PmRotationMatrix mat;

pmZyzMatConvert(zyz, &mat);

pmMatRpyConvert(mat, &rpy);

C++ programmers are luckier. Each data representation class has constructors and assignment operators which initialize or assign its representation from any other representation. This may have been accomplished directly, if equivalent C conversion functions exist, or via conversion to some intermediate type. C++ programmers can use the = operator directly:

rpy = zyz;

In this case, the POSEMATH implementation for PM_RPY::operator = (PM_EULER_ZYZ) does the conversion to the intermediate rotation matrix format and out again automatically.

Appendix A: Platform Support and Compilation

The POSEMATH code has been compiled for both Unix and Microsoft platforms, in various specific versions with various compilers. These include:

Operating System Compilers

Sun Solaris Gnu C, C++; CenterLine C++

Linux Gnu C, C++

Real-time Linux Gnu C

LynxOS Gnu C, C++

Microsoft Windows 3.1 Borland C, C++

Microsoft Windows 95 Microsoft Visual C++

Microsoft Windows NT 4.0 Microsoft Visual C++

The POSEMATH libraries are available in the RCS platform-specific release directories. The libraries are in the directory

/proj/rcslib/plat/<PLAT>/lib/,

and the header files are located in the directory

/proj/rcslib/plat/<PLAT>/include/. The value for <PLAT> can be one of:

irix5

linux

rtlinux

lynxosPC

lynxosPC23

lynxosVME

sunos4

sunos5

sunos5CC

vxworks5.1

vxworks5.2

Appendix B: Programming Reference

C functions are intended be used by C programmers, since the arguments are of the C types. C++ programmers should use the C++ overloaded operators and functions.

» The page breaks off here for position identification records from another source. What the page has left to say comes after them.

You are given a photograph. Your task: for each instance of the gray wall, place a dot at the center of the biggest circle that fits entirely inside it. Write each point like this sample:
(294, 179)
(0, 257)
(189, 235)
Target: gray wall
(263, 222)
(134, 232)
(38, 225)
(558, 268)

C++ programmers can use the C functions by explicitly converting the C++ types to C types, and back again. toType(src, dst) macros have been provided to accomplish this, where Type is the C abbrevation (e.g., Cart, Cyl, Pose), src is the source to be converted, and dst is the result. These exploit the fact that the fields for both the C and C++ data types have the same names.

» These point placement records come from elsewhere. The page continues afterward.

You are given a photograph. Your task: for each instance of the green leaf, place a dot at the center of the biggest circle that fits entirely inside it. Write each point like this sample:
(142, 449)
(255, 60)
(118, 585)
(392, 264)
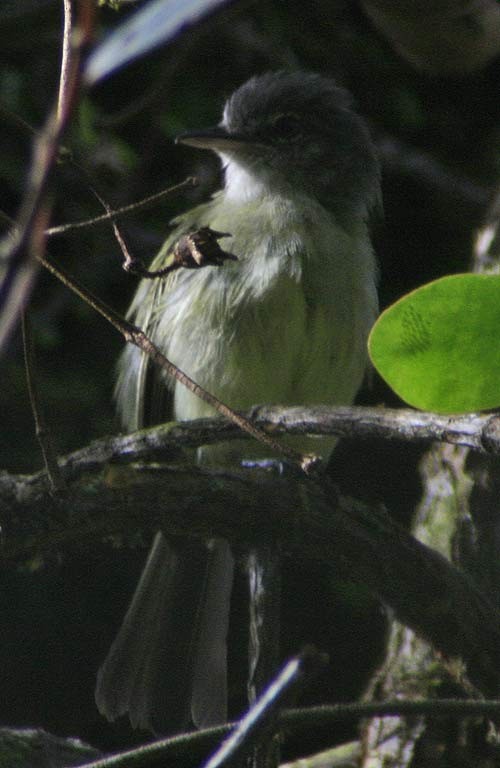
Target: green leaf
(438, 347)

Unless indicated otherwise, all functions return an integer error code, which is 0 upon success or one of the error codes defined in posemath.h. This error code is also written to the global variable pmErrno.

There is a bias in the POSEMATH implementation toward using PmCartesian for translation types, PmQuaternion for rotational types, and PmPose for pose types. This is primarily due to the computational efficiency of the quaternion, meaning that programs that use quaternion representations will execute faster than programs using, for example, rotation matrices or Euler angles. In the descriptions of the functions that follow, any translational type can be substituted for PmCartesian, any rotational type can be substituted for PmQuaternion, and any pose type can be substituted for PmPose.

**pmQuatCartMult**(PmQuaternion q, PmCartesian v, PmCartesian * vout);

Sets vout to the vector resulting from a rotation of v specified by q. Corresponds to C++ operator *, q * v. Operator * is not commutative.

**pmQuatQuatMult**(PmQuaternion q1, PmQuaternion q2, PmCartesian * qout);

Sets qout to the quaternion representing a rotation first by q2 in the base frame, then by q1 in the q2 frame. Corresponds to C++ operator *, which is not commutative: q1*q2 ¹ q2*q1, in general.

**pmPoseCartMult**(PmPose p, PmCartesian v, PmCartesian vout);

Sets vout to the vector representing a transformation by the pose p. Corresponds to C++ operator *, p * v. Operator * is not commutative (in fact, v * p yields p whose translation is added by v).

**pmPosePoseMult**(PmPose p1, PmPose p2, PmPose pout);

Sets pout to the pose representating a transformation first by p1 in the base frame, then by p2 in the p1 frame. Corresponds to C++ operator *, which is not commutative: p1*p2 ¹ p2*p1, in general.